Bedrock is a lightweight program runtime: programs assemble down to a few kilobytes of bytecode that can run on any computer, console, or handheld. The runtime is tiny, it can be implemented from scratch in a few hours, and the I/O devices for accessing the keyboard, screen, networking, etc. can be added on as needed.
I designed Bedrock to make it easier to maintain programs as a solo developer. It's deeply inspired by Uxn and PICO-8, but it makes significant departures from Uxn to provide more capabilities to programs and to be easier to implement.
Let me know if you try it out or have any questions.
In what sense does a virtual machine instruction set architecture with no hardware implementation have a "data path" separate from its arithmetic size? You seem to be using the term in a nonstandard way, which is fine, but I cannot guess what it is.
By your other criteria, the (uncontroversially "16-bit") 8088 would be an 8-bit computer, except that it had a 20-bit address space.

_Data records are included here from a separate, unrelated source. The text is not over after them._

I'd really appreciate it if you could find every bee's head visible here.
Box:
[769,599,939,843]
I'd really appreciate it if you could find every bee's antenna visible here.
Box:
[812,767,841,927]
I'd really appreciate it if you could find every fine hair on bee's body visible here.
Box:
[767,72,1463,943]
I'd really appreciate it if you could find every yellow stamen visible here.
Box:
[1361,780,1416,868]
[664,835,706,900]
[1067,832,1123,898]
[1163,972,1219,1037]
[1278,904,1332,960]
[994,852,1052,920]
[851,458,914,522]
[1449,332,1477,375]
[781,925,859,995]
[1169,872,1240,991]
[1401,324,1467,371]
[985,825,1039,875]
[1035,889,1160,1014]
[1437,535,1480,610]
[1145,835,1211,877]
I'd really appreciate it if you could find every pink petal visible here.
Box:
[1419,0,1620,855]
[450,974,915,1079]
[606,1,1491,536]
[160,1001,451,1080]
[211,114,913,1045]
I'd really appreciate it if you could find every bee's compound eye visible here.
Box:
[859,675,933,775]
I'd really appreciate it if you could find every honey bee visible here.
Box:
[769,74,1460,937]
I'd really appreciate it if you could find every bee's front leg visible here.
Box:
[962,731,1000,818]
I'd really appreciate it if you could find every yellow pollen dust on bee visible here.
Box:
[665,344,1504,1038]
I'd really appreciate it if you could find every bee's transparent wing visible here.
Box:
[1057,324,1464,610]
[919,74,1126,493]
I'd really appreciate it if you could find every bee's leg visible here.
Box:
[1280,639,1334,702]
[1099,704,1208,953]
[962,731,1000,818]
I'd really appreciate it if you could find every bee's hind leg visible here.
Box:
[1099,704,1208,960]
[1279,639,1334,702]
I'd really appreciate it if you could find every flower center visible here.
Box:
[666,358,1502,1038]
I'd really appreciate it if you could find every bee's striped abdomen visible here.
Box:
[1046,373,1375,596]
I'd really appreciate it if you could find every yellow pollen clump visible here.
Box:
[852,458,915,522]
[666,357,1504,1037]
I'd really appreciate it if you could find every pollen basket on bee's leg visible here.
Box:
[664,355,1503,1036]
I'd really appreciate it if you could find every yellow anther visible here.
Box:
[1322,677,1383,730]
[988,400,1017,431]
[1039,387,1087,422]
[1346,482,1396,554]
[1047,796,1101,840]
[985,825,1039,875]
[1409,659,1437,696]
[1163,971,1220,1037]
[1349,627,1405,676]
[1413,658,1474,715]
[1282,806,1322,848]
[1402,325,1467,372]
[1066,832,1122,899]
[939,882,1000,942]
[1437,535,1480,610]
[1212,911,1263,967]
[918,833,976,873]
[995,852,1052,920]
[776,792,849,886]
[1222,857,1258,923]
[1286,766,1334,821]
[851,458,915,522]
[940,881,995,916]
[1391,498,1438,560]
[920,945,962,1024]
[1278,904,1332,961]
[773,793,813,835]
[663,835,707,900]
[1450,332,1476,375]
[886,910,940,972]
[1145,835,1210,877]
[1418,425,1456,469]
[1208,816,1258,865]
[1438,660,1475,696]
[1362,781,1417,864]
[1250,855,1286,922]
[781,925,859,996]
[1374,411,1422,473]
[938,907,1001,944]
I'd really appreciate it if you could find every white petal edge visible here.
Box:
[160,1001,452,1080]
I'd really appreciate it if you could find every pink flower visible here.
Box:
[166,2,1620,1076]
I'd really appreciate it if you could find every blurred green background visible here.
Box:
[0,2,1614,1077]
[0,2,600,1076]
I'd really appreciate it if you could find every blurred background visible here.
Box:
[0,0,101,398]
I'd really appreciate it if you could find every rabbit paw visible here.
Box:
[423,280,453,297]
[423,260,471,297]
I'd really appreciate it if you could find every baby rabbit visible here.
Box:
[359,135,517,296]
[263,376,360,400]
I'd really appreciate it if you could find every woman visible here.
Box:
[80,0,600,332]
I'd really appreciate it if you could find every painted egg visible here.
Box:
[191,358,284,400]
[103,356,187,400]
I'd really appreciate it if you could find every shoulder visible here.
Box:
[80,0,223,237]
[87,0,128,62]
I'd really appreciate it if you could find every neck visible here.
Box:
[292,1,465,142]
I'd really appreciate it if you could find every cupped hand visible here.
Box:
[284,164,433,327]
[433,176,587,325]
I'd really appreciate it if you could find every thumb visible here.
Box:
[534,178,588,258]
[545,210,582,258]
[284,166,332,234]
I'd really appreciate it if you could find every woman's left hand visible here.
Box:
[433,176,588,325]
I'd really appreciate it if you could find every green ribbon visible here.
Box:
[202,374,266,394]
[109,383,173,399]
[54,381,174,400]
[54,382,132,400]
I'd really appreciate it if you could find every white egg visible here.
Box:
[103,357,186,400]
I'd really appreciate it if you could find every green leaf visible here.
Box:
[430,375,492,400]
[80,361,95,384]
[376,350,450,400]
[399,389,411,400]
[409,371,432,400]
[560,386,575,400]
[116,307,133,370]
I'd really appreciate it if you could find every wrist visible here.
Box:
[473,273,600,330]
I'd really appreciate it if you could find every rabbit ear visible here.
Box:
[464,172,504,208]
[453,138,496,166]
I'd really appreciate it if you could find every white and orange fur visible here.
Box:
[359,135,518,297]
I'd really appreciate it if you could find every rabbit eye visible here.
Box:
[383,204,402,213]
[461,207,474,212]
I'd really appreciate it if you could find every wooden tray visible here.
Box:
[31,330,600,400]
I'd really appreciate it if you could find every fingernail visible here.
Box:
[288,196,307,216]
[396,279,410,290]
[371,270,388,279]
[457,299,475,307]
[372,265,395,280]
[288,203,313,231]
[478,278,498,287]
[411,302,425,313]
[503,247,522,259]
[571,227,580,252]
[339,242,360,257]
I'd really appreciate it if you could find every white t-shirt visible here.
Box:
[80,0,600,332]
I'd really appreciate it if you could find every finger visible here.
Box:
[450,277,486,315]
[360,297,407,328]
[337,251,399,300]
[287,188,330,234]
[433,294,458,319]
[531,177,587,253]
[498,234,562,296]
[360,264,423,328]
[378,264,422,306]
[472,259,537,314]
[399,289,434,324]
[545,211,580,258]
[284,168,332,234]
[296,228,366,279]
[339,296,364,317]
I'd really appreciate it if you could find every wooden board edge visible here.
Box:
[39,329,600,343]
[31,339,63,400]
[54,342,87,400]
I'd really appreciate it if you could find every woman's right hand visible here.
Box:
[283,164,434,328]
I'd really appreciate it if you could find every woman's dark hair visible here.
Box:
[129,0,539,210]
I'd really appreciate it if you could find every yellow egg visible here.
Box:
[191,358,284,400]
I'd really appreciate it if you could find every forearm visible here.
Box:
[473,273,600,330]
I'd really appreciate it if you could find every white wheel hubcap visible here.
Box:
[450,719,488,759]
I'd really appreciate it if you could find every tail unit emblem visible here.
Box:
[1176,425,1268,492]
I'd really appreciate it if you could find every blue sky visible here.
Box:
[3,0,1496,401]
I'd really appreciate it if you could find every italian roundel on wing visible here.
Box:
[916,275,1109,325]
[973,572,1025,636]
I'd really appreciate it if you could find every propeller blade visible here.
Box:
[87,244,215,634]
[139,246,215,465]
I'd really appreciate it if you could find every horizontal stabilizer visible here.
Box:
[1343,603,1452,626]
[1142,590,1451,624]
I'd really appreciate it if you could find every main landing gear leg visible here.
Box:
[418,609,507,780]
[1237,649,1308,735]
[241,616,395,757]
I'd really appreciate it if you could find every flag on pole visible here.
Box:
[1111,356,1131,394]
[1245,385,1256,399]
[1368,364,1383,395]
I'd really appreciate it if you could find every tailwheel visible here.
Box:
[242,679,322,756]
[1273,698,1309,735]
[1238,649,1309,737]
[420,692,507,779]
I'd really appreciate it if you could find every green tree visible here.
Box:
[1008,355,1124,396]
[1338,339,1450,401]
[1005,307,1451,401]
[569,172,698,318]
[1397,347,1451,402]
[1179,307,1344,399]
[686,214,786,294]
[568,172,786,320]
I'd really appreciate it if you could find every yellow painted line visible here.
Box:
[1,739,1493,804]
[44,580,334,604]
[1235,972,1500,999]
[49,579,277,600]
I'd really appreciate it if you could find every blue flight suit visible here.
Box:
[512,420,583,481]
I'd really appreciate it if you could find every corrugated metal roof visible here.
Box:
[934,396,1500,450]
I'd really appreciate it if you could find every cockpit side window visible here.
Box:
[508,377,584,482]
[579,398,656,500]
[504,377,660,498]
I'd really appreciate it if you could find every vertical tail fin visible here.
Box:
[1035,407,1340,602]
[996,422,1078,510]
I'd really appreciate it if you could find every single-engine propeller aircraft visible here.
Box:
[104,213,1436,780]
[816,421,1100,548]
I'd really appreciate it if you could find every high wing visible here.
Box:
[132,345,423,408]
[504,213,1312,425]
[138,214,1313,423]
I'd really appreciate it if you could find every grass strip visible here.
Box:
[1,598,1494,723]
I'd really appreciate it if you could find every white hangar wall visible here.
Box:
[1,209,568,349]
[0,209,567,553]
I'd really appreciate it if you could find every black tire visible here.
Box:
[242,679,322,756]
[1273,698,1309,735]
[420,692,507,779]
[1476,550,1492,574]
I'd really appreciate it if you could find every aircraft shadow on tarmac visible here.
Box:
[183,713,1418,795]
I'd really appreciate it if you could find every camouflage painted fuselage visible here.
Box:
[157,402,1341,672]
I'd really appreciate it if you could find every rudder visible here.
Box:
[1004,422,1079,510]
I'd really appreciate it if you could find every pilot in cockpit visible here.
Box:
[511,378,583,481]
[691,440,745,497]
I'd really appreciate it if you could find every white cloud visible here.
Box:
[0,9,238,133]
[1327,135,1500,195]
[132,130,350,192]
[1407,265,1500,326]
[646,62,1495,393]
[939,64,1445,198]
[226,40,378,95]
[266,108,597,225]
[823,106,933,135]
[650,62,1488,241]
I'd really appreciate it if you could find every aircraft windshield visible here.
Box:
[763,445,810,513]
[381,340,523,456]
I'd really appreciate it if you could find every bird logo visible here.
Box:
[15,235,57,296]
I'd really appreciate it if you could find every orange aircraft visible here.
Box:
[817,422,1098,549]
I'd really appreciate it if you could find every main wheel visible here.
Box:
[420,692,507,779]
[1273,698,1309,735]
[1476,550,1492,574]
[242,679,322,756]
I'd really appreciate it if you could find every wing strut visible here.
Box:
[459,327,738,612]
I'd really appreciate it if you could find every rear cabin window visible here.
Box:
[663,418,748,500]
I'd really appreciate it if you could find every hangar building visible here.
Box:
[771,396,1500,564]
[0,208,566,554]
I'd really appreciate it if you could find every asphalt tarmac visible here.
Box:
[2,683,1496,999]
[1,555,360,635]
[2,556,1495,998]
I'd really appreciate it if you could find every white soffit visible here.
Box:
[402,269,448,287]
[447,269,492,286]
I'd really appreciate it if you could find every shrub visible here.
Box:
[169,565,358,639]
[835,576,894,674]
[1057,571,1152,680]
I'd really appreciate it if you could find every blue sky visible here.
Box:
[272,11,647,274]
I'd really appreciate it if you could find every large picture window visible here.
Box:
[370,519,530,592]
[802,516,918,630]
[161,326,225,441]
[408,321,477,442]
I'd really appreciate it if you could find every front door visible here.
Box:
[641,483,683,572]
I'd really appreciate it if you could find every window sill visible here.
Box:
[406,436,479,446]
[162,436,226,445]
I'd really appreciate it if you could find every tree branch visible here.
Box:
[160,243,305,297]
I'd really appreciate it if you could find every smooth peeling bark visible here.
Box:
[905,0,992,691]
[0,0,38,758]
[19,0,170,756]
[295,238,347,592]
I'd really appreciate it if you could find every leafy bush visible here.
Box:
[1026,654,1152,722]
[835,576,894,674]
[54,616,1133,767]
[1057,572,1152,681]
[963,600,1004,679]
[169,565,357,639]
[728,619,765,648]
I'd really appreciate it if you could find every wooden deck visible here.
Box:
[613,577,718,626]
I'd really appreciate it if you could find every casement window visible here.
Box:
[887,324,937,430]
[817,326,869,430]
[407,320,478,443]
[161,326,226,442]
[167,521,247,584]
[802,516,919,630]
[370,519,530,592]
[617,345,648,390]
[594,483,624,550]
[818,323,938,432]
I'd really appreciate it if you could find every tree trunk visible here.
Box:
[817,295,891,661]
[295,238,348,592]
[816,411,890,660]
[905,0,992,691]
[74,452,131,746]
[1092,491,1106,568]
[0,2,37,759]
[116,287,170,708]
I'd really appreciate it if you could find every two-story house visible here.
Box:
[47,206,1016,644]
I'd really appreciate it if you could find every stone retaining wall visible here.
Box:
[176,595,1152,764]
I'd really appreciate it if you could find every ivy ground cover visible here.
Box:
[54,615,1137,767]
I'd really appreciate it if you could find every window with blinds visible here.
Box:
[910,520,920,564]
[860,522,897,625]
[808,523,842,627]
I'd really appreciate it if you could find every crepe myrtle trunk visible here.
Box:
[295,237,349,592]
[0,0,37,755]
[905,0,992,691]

For example, the spec says, "Reading a double from program memory will read the high byte of the double from the given address and the low byte from the following address," but I'd think that generally you'd want the implementation to work by reading the whole 16-bit word at once and then byte-swapping it if necessary, because that would usually be faster, and there's no way for the program to tell if it's doing that, unless reading from the first byte has a side effect that changes the contents of the second byte or otherwise depends on whether you were reading the second byte at the same time.
(Of course if you have a "double" that crosses the boundaries of your memory subsystem's word, you have to fall back to two successive word reads, but that happens transparently on amd64 CPUs.)